360 Grados Press lee Falcó, de Arturo Pérez Reverte, quien practica un entretenido ejercicio literario que testimonia el pasaje inicial de la contienda desde los ojos de un mercenario que viaja de uno a otro bando sin escrúpulos. Pinceladas crudas, armas de guerra que podrían haber salido de la colección de Javier Marías y una trama vívida, ayudan a entender el poco valor de la vida, la mentira de la conspiración, la fragilidad de las lealtades y la identidad entre personas enfrentadas por una confluencia de intereses creados.
Recordamos a Javier Marías en pasajes de lectura de la obra, por su afición a las armas como coleccionista ilustrado por Pérez Reverte; pero también a Francisco Umbral, cuando en su Leyenda del César Visionario describía a su manera la fragilidad interesada entre franquistas y falangistas y de cómo éstos estorbaban a los primeros por el poder.

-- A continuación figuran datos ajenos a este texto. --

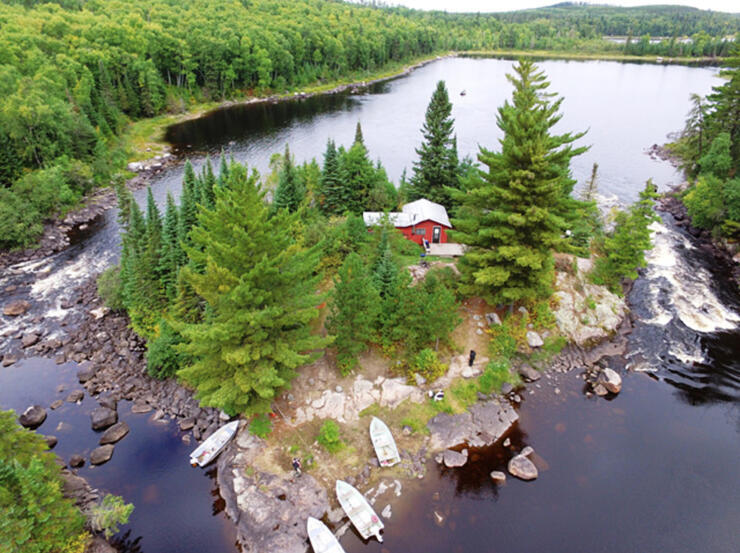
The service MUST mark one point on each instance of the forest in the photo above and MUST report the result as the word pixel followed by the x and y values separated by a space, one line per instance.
pixel 74 73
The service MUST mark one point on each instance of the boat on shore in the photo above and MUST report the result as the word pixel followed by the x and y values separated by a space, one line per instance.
pixel 384 444
pixel 321 538
pixel 359 511
pixel 212 446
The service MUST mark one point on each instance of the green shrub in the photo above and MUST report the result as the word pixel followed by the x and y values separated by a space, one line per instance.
pixel 110 289
pixel 163 357
pixel 261 426
pixel 428 365
pixel 329 437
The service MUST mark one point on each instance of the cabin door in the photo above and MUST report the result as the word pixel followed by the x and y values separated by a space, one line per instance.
pixel 436 233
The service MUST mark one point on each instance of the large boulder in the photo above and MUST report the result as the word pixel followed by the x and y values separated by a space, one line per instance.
pixel 523 468
pixel 610 380
pixel 33 416
pixel 101 454
pixel 16 308
pixel 114 433
pixel 103 417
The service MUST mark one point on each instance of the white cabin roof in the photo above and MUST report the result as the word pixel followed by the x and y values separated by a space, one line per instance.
pixel 411 214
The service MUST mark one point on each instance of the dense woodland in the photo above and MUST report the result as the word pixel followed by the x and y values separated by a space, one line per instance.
pixel 74 72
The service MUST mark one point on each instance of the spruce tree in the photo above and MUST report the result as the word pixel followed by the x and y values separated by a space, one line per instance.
pixel 290 191
pixel 333 199
pixel 437 166
pixel 259 289
pixel 510 217
pixel 354 310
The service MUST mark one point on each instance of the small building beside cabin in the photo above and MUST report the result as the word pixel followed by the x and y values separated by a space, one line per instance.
pixel 418 221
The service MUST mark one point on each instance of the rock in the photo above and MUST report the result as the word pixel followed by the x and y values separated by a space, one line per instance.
pixel 76 461
pixel 493 319
pixel 86 373
pixel 528 372
pixel 33 416
pixel 114 433
pixel 610 380
pixel 523 468
pixel 75 396
pixel 140 407
pixel 498 477
pixel 16 308
pixel 103 417
pixel 29 339
pixel 186 424
pixel 534 340
pixel 452 458
pixel 101 454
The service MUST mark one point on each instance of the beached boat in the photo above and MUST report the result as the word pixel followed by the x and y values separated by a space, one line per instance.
pixel 322 540
pixel 384 444
pixel 359 511
pixel 211 447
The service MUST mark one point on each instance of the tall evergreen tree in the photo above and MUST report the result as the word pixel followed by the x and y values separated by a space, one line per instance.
pixel 354 310
pixel 290 191
pixel 509 217
pixel 437 166
pixel 259 287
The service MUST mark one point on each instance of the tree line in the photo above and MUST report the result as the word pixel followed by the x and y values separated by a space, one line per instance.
pixel 73 72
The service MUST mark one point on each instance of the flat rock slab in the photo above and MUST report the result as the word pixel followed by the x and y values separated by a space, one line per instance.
pixel 114 433
pixel 16 308
pixel 523 468
pixel 33 416
pixel 101 454
pixel 103 417
pixel 452 458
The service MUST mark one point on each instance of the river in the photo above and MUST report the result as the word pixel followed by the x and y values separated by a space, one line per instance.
pixel 651 470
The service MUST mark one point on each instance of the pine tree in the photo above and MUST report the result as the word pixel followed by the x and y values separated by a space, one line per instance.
pixel 437 166
pixel 172 253
pixel 259 288
pixel 290 191
pixel 354 310
pixel 333 199
pixel 510 216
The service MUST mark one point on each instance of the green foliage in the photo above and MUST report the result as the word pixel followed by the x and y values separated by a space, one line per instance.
pixel 110 289
pixel 163 357
pixel 329 437
pixel 437 166
pixel 624 249
pixel 260 426
pixel 511 216
pixel 428 365
pixel 353 311
pixel 109 513
pixel 36 518
pixel 258 286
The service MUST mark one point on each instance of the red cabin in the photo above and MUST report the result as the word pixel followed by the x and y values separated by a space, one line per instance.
pixel 418 221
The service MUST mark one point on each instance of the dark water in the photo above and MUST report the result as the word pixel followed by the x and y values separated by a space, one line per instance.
pixel 177 508
pixel 652 470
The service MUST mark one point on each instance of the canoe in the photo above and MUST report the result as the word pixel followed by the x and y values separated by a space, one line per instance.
pixel 359 511
pixel 322 540
pixel 211 447
pixel 384 444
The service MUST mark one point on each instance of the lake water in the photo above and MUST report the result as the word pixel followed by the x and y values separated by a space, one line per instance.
pixel 651 470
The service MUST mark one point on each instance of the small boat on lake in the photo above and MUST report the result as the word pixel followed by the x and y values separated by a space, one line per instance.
pixel 359 511
pixel 212 446
pixel 384 444
pixel 321 538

A codazos. El autor lleva esa fragilidad al contexto de los primeros compases de la contienda, en la Cartagena, en el Alicante y, por supuesto, en la Salamanca de 1936, la misma ciudad charra que Umbral utilizó como morada para su particular César; la capital administrativa de la incipiente dictadura y de la vida paralela para los que no combatían pero mandaban, para los que traficaban y cerraban negocios mientras la gente se mataba; la que vivía noches de salón mientras el toque de queda se hacía manifiesto.
Ésa es la Salamaca que enmarca las aventuras de Lorenzo Falcó, un tipo curtido en mil batallas, mujeriego, intuitivo, suertudo y neutral mientras su cuello esté en juego. Un personaje que recuerda también a alguno de los anticipadores de comportamientos propios de la semántica del Tu rostro mañana, del autor mencionado al principio de esta reseña. Especialmente detectado en el papel del espionaje en la novela y de un “no debería uno contar nunca nada” en contextos de contiendas tan cruentas como chapuzas, como la protagonizada por quienes no se ensuciaban las manos en la trinchera y basaban sus operaciones en el rumor, en la mentira, en la verdad contada o en el aparato del espionaje. Un sermón muy bien reflejado en Falcó en los dimes y diretes de salón, en grandes hoteles de servicio secreto, en capitanías, y comandancias de policía en las que se despliega el entramado del quién es quién en la trama.
Con Falcó, Pérez Reverte renueva la fidelidad de su ya de por sí legión de lectores fieles e infleles y garantiza el inicio de otra serie de éxito con un Lorenzo Falcó que promete competir en popularidad con el Capitán Alatriste. El cartagenero apela a su sobriedad escritora, a su capacidad de documentalista y a la agilidad novelesca de una trama que hace caminar al lector con avidez hacia el desenlace. Un desenlace que abre, como se ha dicho, la puerta a muchas más aventuras de multicolores y facturas desde el prisma del espléndido aislamiento que le brinda la ficción. Un parapeto de neutralidad desde el que Pérez Reverte eparte flema por igual, quizás por aquello de que, como el propio autor indicó en una entrevista promocional en Papel, “hubo cunetas en los dos bandos [ ] Cuidado con los abuelos, porque muchos estuvieron matando gente, porque no todos fueron héroes”.
Aunque los hechos no coincidan necesariamente con el relato histórico de los acontecimientos del momento que recoge la trama se le nota al autor que sabe disfrutar con el malencarado de su protagonista y contagia una suerte de simpatía también neutral- al lector. De fondo, nos queda el enamoramiento hacia Eva Rengel y su más que disciplinado sentido del amor ejecutor, como brazo armado de una novela que ya pide paso a la segunda entrega de Falcó. Fechorías claras, concisas, directas, bélicas, antiaéreas, sin tuits.